Sosyal medyada ve TV'lerden doğru-yanlış bilgiler hızlı ve kaotik bir şekilde geliyor. Darbe oldu, oluyor, kalkışma, vb…
Düşünüyorum darbe olursa neler olur? En son 7 yaşındaydım darbe ortamını yaşadığımda, gözümün önüne Kenan Evren geliyor ve siyah beyaz TRT ekranı… Hayal meyal başka şeyler… Ülkem için zor günler diyorum. Umarım değildir. Ancak anormal bir durum olduğu kesin diyor herkes.
Eve gidebilecek miyiz, yollar nasıldır vb sorularla yola çıkıp eve geldiğimizde jetlerin sesleri kulakları, gönülleri çok rahatsız eder hale geliyor. Bir süre sonra bomba sesleri, silah ve ateş sesleri başlıyor ve zamansız selalar… İnsan bağırtıları…

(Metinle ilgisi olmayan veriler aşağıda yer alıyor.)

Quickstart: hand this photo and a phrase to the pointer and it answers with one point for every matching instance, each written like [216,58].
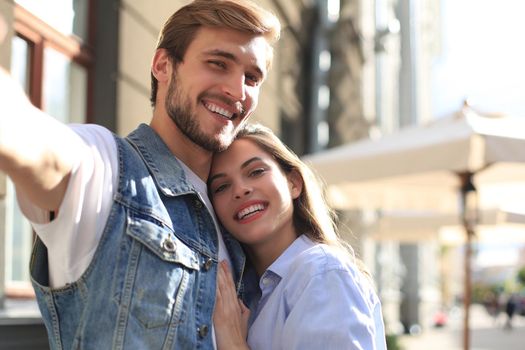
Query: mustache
[239,108]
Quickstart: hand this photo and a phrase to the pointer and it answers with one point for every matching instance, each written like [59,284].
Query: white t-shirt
[72,237]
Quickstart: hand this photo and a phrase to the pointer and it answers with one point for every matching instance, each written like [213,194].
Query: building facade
[343,70]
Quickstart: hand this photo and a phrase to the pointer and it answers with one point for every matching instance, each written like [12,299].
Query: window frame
[39,35]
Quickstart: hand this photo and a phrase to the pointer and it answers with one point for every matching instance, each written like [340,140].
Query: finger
[3,29]
[230,286]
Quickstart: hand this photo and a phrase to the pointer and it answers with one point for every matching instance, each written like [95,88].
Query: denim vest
[151,283]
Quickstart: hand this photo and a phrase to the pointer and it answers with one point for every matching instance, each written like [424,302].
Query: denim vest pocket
[159,271]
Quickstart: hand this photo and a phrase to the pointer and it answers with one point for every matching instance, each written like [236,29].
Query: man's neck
[195,157]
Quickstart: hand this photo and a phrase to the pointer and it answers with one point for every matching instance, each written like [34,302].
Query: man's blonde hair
[240,15]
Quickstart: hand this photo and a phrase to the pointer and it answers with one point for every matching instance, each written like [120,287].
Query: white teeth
[219,110]
[249,210]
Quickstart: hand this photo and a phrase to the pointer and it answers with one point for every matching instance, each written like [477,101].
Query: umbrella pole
[468,218]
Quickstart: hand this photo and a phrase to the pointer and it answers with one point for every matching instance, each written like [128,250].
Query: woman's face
[253,197]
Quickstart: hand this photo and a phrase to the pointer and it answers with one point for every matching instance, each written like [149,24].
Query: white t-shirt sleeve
[72,237]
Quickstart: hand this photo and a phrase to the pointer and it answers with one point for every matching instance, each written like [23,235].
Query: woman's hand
[230,317]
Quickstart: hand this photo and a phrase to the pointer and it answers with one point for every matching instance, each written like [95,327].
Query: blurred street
[487,333]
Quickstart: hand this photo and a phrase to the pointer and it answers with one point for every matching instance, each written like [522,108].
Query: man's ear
[295,182]
[162,66]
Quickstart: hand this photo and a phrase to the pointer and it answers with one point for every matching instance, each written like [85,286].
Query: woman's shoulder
[319,258]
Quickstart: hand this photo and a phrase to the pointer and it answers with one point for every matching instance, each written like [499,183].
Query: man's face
[216,87]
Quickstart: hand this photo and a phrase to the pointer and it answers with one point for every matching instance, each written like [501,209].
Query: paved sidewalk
[486,333]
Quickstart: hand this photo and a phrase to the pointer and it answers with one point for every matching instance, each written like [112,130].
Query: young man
[129,257]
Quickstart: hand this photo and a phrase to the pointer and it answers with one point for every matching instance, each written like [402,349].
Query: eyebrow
[243,165]
[230,56]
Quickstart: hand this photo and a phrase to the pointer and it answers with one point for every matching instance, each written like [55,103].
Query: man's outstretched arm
[36,151]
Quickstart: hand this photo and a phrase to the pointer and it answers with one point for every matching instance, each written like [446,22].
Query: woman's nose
[242,191]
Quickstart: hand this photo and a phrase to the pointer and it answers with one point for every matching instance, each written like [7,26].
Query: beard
[179,108]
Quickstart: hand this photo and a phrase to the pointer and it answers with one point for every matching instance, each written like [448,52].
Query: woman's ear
[161,66]
[295,182]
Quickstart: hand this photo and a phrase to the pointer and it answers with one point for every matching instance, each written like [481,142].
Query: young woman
[308,291]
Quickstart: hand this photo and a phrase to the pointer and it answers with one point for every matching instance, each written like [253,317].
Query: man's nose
[234,86]
[242,191]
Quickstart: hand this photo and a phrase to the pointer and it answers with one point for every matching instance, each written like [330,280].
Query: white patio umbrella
[432,167]
[413,227]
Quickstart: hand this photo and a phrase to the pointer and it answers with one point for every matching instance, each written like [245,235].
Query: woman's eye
[257,172]
[220,188]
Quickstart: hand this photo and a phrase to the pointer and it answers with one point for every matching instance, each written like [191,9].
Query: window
[52,59]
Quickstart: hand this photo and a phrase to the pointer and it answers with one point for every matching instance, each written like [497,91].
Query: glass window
[18,230]
[68,16]
[19,238]
[20,62]
[64,88]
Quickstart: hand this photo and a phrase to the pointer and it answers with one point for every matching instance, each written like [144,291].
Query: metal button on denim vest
[151,283]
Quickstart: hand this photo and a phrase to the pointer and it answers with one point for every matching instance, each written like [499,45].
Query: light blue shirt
[313,299]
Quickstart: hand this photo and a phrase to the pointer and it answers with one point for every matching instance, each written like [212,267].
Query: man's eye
[219,64]
[252,80]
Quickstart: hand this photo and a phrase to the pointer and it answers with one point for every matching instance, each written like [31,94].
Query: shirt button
[168,245]
[203,331]
[208,264]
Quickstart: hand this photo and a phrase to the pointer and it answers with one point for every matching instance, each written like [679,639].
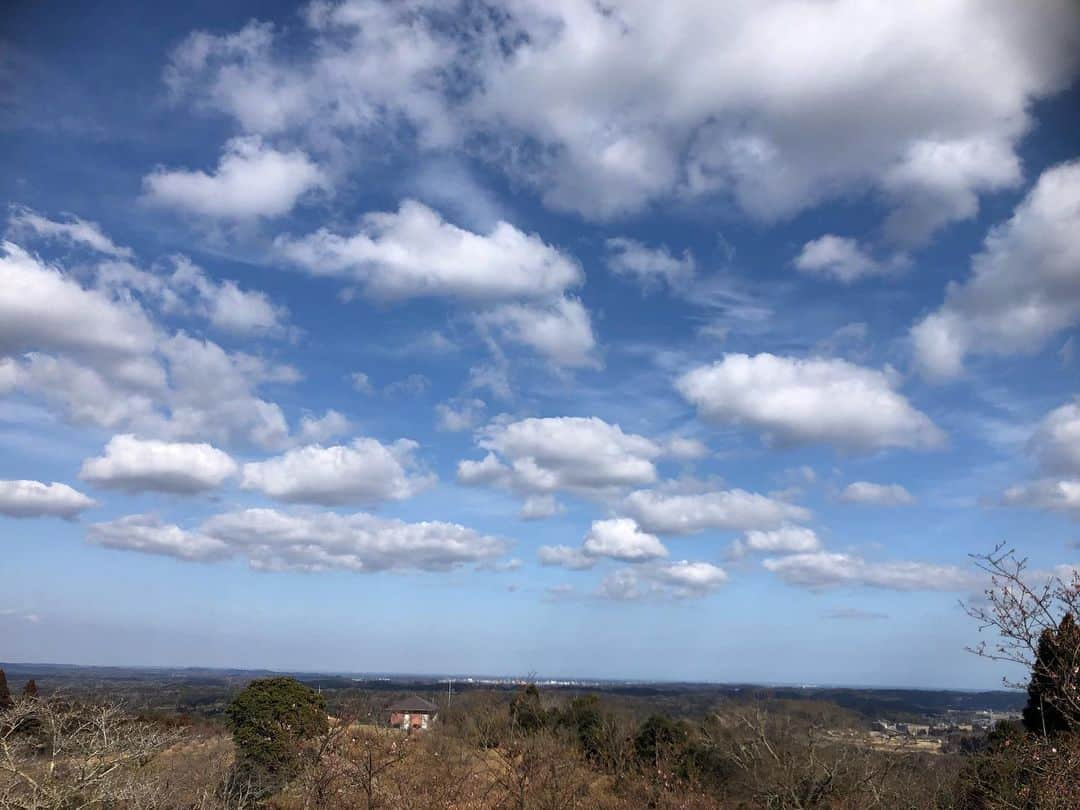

TRT'de güya askeri açıklama, sıkıyönetim, sokağa çıkma yasağı, an be an çatışmaları ve bombalamaları hem tvden hem de evden izleme süreçleri, her jetin geçişinde sallanan pencereler, camlar…
İnsan zihni makineli tüfek gibi çalışıyor o anlarda: "Bu jet kamikaze yaparsa ve bizim binaların olduğu yeri seçerse, geliyor, ses artıyor ve geçti… Bomb… Bizim binada sığınak da yok, atmden para mı çeksek, yok ya para en son dert aç mı kalıcaz, kalsak ne olur, ülkeden gitmeyi düşünmüyorum ki, doyarız bir şekilde, off bu ses çok kötü, sanki jet binanın içine girecek çok yakından geçiyor ve geçti, evi bombalanan insanlar neler yaşadı kim bilir doğuda, ülkemde, daha önceleride çok üzülür dua ederdim onlar için, hepimiz için, artık empatiden sempatiye doğru gidiyor iş, whats up hiç durmuyor, sakin olmalı, evet sakinim, ancak öfkeliyim de, çok karışık bu duygular , of bitsin bu gece, bu saçmalık….’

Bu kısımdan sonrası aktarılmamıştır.